TEMPO.CO, Jakarta - Partai Solidaritas Indonesia atau PSI mengusulkan adanya debat partai politik menjelang Pemilu. Juru bicara PSI, Azmi Abubakar menilai Undang-Undang Nomor 7 Tahun 2017 tentang Pemilihan Umum cenderung abai terhadap pendidikan politik kepada pemilih. “Kami melihat UU Pemilu yang ada itu cenderung abai kepada pendidikan pemilih,” ujar Azmi di Kantor KPU, Jakarta Pusat, Jumat, 15 Maret 2019.
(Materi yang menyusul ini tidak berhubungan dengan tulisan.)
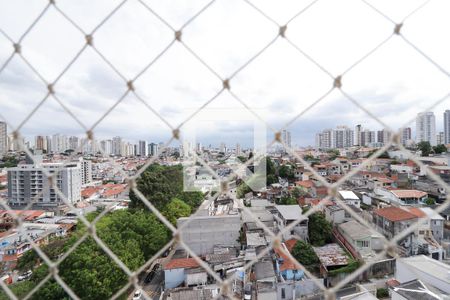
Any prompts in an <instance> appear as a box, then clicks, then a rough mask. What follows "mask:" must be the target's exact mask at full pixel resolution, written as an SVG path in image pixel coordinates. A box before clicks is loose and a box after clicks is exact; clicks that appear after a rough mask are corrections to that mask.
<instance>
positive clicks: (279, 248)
mask: <svg viewBox="0 0 450 300" xmlns="http://www.w3.org/2000/svg"><path fill="white" fill-rule="evenodd" d="M290 241H292V240H290ZM294 241H295V242H297V241H296V240H294ZM294 245H295V243H294ZM286 248H287V246H286ZM275 252H276V253H277V254H278V256H279V257H280V258H282V259H283V262H282V263H281V265H280V271H281V272H283V271H285V270H297V269H298V268H297V267H296V265H295V262H294V261H293V260H291V259H290V258H289V256H288V255H287V254H285V252H283V251H281V250H280V248H275Z"/></svg>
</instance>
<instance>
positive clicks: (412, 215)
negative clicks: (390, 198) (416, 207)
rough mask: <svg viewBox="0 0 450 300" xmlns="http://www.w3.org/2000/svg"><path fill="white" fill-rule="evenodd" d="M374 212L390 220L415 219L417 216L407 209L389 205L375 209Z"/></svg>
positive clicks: (378, 214) (402, 220)
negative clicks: (416, 216)
mask: <svg viewBox="0 0 450 300" xmlns="http://www.w3.org/2000/svg"><path fill="white" fill-rule="evenodd" d="M374 213H375V214H377V215H379V216H382V217H383V218H385V219H388V220H389V221H391V222H397V221H406V220H411V219H416V218H417V217H416V216H415V215H414V214H412V213H410V212H409V211H407V210H404V209H401V208H399V207H394V206H389V207H385V208H379V209H375V210H374Z"/></svg>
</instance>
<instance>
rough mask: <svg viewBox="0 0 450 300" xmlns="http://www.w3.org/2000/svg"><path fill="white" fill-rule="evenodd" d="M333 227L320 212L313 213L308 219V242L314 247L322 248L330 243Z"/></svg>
mask: <svg viewBox="0 0 450 300" xmlns="http://www.w3.org/2000/svg"><path fill="white" fill-rule="evenodd" d="M332 231H333V227H332V225H331V223H330V222H328V221H327V220H326V219H325V215H324V214H323V213H320V212H316V213H313V214H311V215H310V216H309V218H308V236H309V241H310V242H311V244H312V245H314V246H323V245H325V244H326V243H330V242H331V241H332V236H333V234H332Z"/></svg>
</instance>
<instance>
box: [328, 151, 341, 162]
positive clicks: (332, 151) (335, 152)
mask: <svg viewBox="0 0 450 300" xmlns="http://www.w3.org/2000/svg"><path fill="white" fill-rule="evenodd" d="M327 153H328V154H329V155H330V158H329V160H335V159H336V157H338V156H339V155H340V154H341V153H340V152H339V150H338V149H329V150H327Z"/></svg>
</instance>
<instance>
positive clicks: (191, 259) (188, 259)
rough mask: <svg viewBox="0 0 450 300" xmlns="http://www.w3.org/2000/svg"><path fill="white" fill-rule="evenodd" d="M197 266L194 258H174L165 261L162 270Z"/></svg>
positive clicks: (181, 268)
mask: <svg viewBox="0 0 450 300" xmlns="http://www.w3.org/2000/svg"><path fill="white" fill-rule="evenodd" d="M199 266H200V265H199V263H198V262H197V261H196V260H195V259H194V258H174V259H172V260H171V261H169V262H168V263H167V265H166V266H165V267H164V270H172V269H188V268H197V267H199Z"/></svg>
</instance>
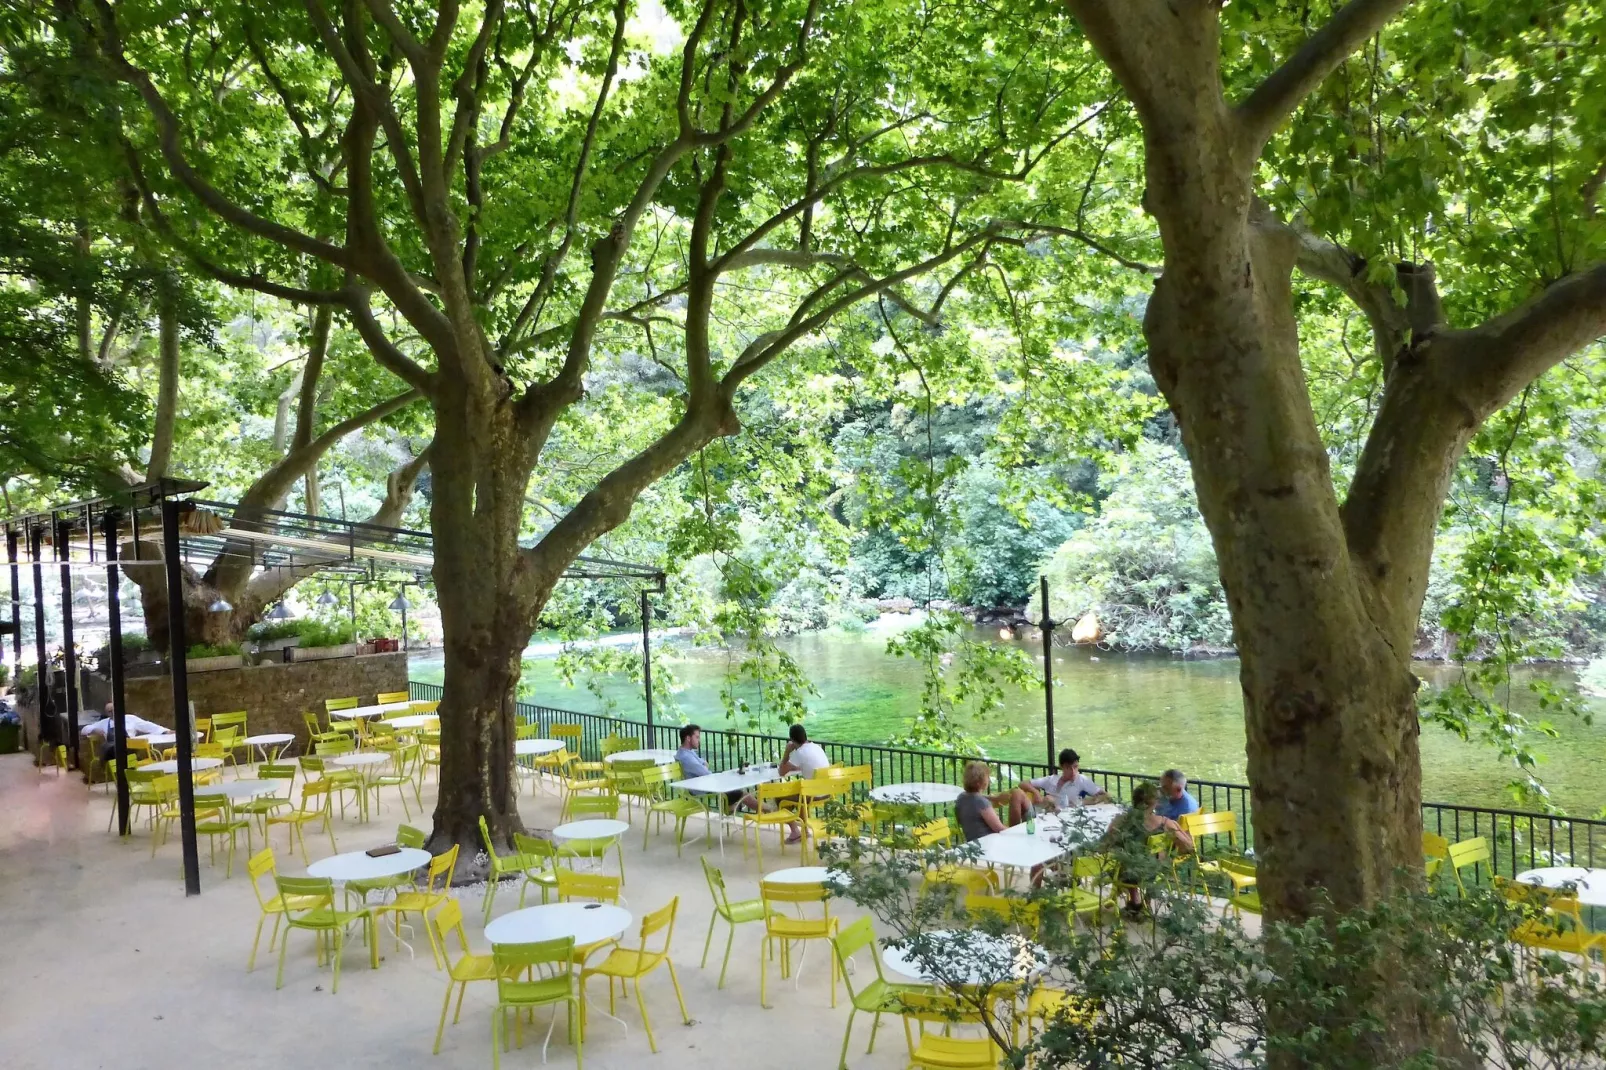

Baca juga: Pesan Politikus NasDem ke PSI: Jangan Gelapkan Rumah Orang Lain
PSI, kata Azmi mendorong KPU untuk menginisiasi dan memfasilitasi debat antar partai politik peserta Pemilu 2019.
Keinginan itu muncul setelah pidato Ketua Umum PSI Grace Natalie di Medan beberapa waktu lalu mengundang komentar pedas elit parpol lainnya.
"Untuk itu, debat antarpartai yang diusulkan PSI dinilai sangat penting, karena jangan sampai masyarakat hanya fokus pada Pilpres dan mengabaikan Pileg," kata dia.
Menurut Azmi, materi debat bisa menyoal program-program partai dan komitmen politik dari para calon anggota legislatif. “Kami menyampaikan usulan dari PSI agar dimediasi atau dibuat sebuah acara debat untuk partai-partai politik peserta Pemilu 2019,” tutur Azmi.
Ia menjelaskan pemilih harus menilai seperti apa caleg-caleg yang akan dipilih. Pemilih harus mengetahui program-program partai yang ditawarkan seperti isu-isu publik. "Bagaimana pandangan sebuah partai terhadap korupsi atau terhadap intoleransi, atau normalisasi kekerasan misalnya,” kata dia.
Meski pihaknya paham keterbatasan UU Pemilu terkait penyelenggaraan debat parpol, Azmi berharap KPU punya terobosan penting untuk mengenalkan parpol dan caleg kepada masyarakat luas.
“Walaupun tidak diatur oleh UU Pemilu, tetapi setidaknya ada improvisasi dari pihak KPU untuk memfasilitasi ini. Ini mendesak. Pemilu sebentar lagi, jangan sampai Pemilu ini hanya memilih Presiden,” ujar dia.
Ketua KPU Arief Budiman yang menerima perwakilan PSI mengapresiasi masukan soal debat antarparpol.
Baca juga: Serangan PSI ke Partai Nasionalis Menuai Kritik Balik
“Ide ini menarik, karena publik atau pemilih itu nggak cukup cuma tahu siapa Capres dan Cawapres. Kita bahas dulu, sebagai ide saya apresiasi, menarik betul,” kata Arief.
Namun demikian, kata Arief ada keterbatasan bila ingin menginisiasi debat parpol. Keterbatasan itu terkait UU Pemilu dan sistem pemilu itu sendiri.
“Kalau based on regulations, perintah atau metode kampanye dalam bentuk debat itu hanya untuk paslon Capres dan Cawapres, selebihnya diatur tidak dalam bentuk debat memang,” ujar Arief.
Menurut dia, kalau Pilpres, daerah pemilihannya ya se-Indonesia, maka perdebatan seluruh Indonesia maka cukup diwakili oleh pasangan Capres dan Cawapres. "Nah DPR RI misalnya, maka debat itu dilangsungkan dalam lingkup daerah pemilihan itu, karena orang dipilih bukan untuk mewakili seluruh wilayah,” ucap dia.